ブロック化
世界における自由経済というものがなくなっていく可能性がある
ウクライナ問題が世界経済に及ぼす重要な変化は、世界中から欲しい物を買えるグローバル化の流れが、欲しいものを買いにくい「ブロック化」へ変わり始めていることだ。 欧米諸国とロシアが分断されること=ブロック化によって、世界の人々は欲しいものを自由に買うことが難しくなる。供給が制約されることで、世界全体でモノの値段は上がりやすくなる。特に、ロシア産が高い割合を占めるエネルギーや希少金属などの価格が上昇しやすくなる。コストアップによって企業の効率性は低下し、景気が減速する国は増える。
もう一つ見逃せないのは、物価の上昇によって、今までのような金融緩和を継続できなくなることだ。そうなると、景気が下落しても、金融政策にできることは限られる。ウクライナ問題の今後の展開によっては、物価が上昇すると同時に、景気が下落する、「スタグフレーション」と呼ばれる厳しい状況に追い込まれる可能性がある。 今後もロシアがウクライナに対する強硬姿勢を崩さないのであれば、事態は深刻さを増すだろう。世界全体で供給のボトルネックは一段と深刻化し、需要を満たすことは難しくなるだろう。 中長期で考えると、各国企業は根本からサプライチェーンを見直し、組み立て直す必要がある。

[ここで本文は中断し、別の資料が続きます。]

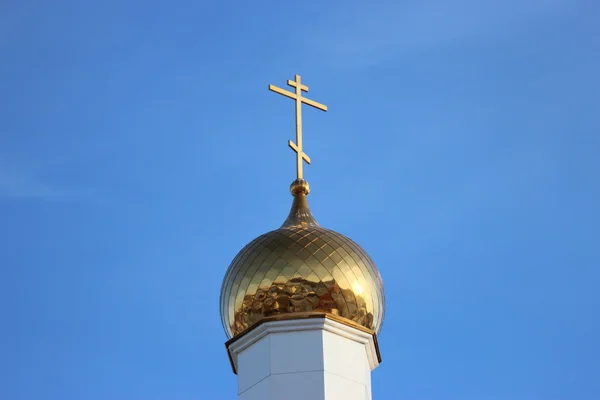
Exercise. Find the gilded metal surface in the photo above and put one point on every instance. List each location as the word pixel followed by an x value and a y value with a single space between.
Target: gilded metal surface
pixel 301 267
pixel 297 147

天然ガスや、自動車の排気ガス浄化などに使われる希少金属のパラジウム、穀物などの調達を、ロシア以外の国へ切り替える企業が増えるだろう。 こうなると、主要国の中央銀行は緩和的な金融政策を継続できなくなる。米連邦準備制度理事会(FRB)は早急に金融政策の正常化、さらには引き締めに動くだろう。欧州中央銀行など、これまでは金融政策の正常化に慎重な姿勢を示してきた中央銀行も、急速に政策スタンスの転向を余儀なくされるはずだ。